Più complessa la vicenda che riguarda Antonio Pomarico, titolare dell’omonima ditta, che sarebbe stata “espunta” dalla lista dei destinatari di un controllo programmato dall’Agenzia. In cambio è stato ipotizzato che la ditta  Pomarico pagasse le imposte sui  canoni di locazione per un  appartamento acquistato nel 1991 e consegnato al dottor Chiarito nel 1995,  non ancora rogitato ma già affittato a un inquilino che pagava regolarmente il canone alla dottoressa.

«Parliamo di un preliminare di vendita datato 1992. Ci sono anche i pagamenti: tutti bonifici e assegni regolari superiori a quelli degli alri acquirenti. Ma hanno sentito alcuni dei miei ex colleghi che a distanza di 4 anni sostengono che sia stata io a cambiare la lista delle imprese da sottoporre ad accertamento: un file di testo che chiunque avrebbe potuto modificare. Mi accusano senza un riscontro su chi vi abbia avuto accesso realmente. E che interesse avrei avuto? Il prezzo a cui ho acquistato quegli appartamenti è identico a quello di mercato se non addirittura superiore a quello praticato ad altri clienti. Il contratto di affitto risultava a carico della ditta solo perché mio marito non aveva stipulato subito l’atto di compravendita ma era lui che pagava l’Ici. Basta guardare nella contabilità della ditta che ha annotato tutto.
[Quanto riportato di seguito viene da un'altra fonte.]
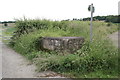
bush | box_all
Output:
[11,20,118,77]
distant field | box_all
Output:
[5,20,118,78]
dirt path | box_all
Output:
[0,29,62,78]
[108,32,120,47]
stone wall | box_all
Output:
[41,37,84,53]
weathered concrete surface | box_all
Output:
[41,37,84,53]
[0,27,65,79]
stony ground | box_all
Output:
[0,28,63,78]
[0,27,118,78]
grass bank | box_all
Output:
[6,19,118,78]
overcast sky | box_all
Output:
[0,0,120,21]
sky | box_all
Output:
[0,0,120,21]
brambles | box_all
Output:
[11,20,118,78]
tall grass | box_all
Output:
[11,19,118,77]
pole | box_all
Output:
[90,4,93,42]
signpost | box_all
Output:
[88,4,95,42]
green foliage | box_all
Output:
[8,19,118,77]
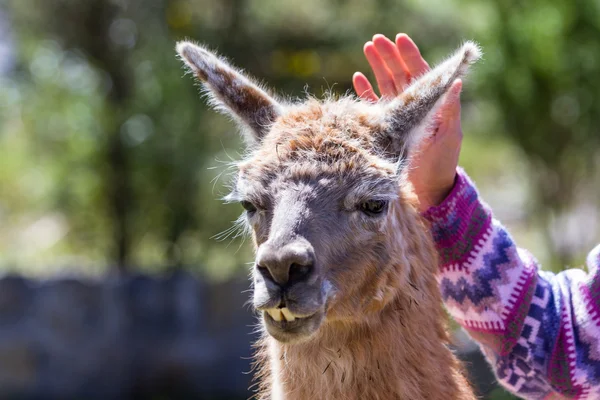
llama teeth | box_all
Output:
[281,307,296,322]
[267,308,285,322]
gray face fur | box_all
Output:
[178,42,480,342]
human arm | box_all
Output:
[424,169,600,399]
[353,35,600,399]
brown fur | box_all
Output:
[241,102,475,400]
[178,42,480,400]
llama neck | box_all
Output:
[264,295,474,400]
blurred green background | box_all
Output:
[0,0,600,399]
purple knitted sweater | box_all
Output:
[424,168,600,399]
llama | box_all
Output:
[177,38,480,400]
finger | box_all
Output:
[352,72,379,102]
[363,42,397,97]
[441,79,462,122]
[396,33,429,77]
[373,35,410,93]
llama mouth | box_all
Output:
[263,308,323,343]
[266,307,301,322]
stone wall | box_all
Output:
[0,272,495,400]
[0,272,255,400]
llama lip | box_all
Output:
[266,307,296,322]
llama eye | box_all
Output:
[240,200,256,213]
[359,200,387,215]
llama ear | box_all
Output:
[177,42,281,145]
[382,42,481,165]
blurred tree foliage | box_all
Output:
[0,0,600,276]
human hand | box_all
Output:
[352,33,462,212]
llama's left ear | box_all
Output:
[381,42,481,164]
[177,42,281,145]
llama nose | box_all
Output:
[256,241,315,286]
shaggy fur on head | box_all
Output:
[177,38,480,400]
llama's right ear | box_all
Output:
[177,42,281,145]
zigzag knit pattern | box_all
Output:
[424,168,600,400]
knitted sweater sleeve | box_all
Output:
[424,169,600,399]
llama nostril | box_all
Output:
[288,263,313,284]
[256,265,275,282]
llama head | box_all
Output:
[177,42,480,343]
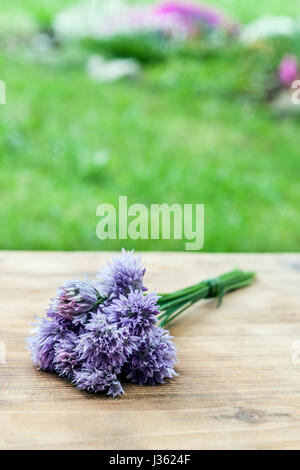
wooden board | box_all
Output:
[0,252,300,450]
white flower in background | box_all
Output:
[240,16,300,44]
[87,54,140,82]
[53,0,129,39]
[54,0,238,39]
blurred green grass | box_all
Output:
[0,0,300,251]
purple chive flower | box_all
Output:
[54,331,80,380]
[27,318,63,372]
[156,2,238,33]
[97,249,147,297]
[76,311,139,371]
[73,365,124,398]
[50,280,100,319]
[278,55,299,86]
[157,2,223,27]
[127,327,177,385]
[103,290,159,336]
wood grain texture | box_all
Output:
[0,252,300,450]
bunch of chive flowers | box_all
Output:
[28,250,177,398]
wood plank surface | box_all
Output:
[0,252,300,450]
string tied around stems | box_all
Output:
[204,277,225,307]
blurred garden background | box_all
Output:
[0,0,300,252]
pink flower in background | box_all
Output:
[156,2,238,32]
[278,55,299,86]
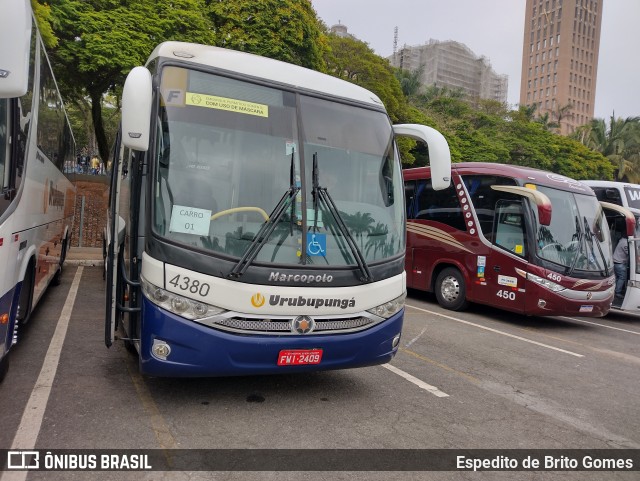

Come si fa ad immaginare un nesso tra eventi distinti che sono si sono mai incrociati tra loro?»

L’ultima accusa che viene contestata all’ex capo degli ispettori del fisco è di aver compiuto una serie di accessi abusivi al sistema informatico dell’Agenzia soprattutto per verificare la situazione dei familiari.

«Non è vero che ho verificato l’esistenza di accertamenti in corso su di me e le mie figlie, gli accessi sono all’anagrafe tributaria da cui risultano né più né meno che i dati catastali e le dichiarazioni dei redditi. Dove sta scritto che un accesso è abusivo solo perché riguarda persone di mia conoscenza? E come si fa a dire che avrei intestato in maniera fittizia i beni a mia figlia? Dov’è il genitore che non lo fa? A un certo punto ho perso mio marito e mi sono preoccupata di lasciarle quello che abbiamo costruito assieme lavorando e risparmiando ogni giorno da quando avevamo vent’anni. Anche per potermi ricostruire una vita. Non ho mai desiderato abiti di lusso, e in quell’intercettazione in cui me la prendo con quel sarto per il prezzo di un tailleur (un capitolo dell’inchiesta stralciato verso Bari, ndr) mi sto sfogando con un amico più che un collega. Chiusi tra le quattro mura di un ufficio. Lui, il sarto, non sapeva chi ero e il lavoro che facevo, né gliel’ho mai detto. Se avessi potuto immaginare che mi avrebbe chiesto 5mila euro non sarei mai entrata nel suo atelier perché sono… ero un pubblico funzionario, mica una miliardaria. Giro con un’utilitaria e le auto le compro a rate col finanziamento. Io sono questa qua».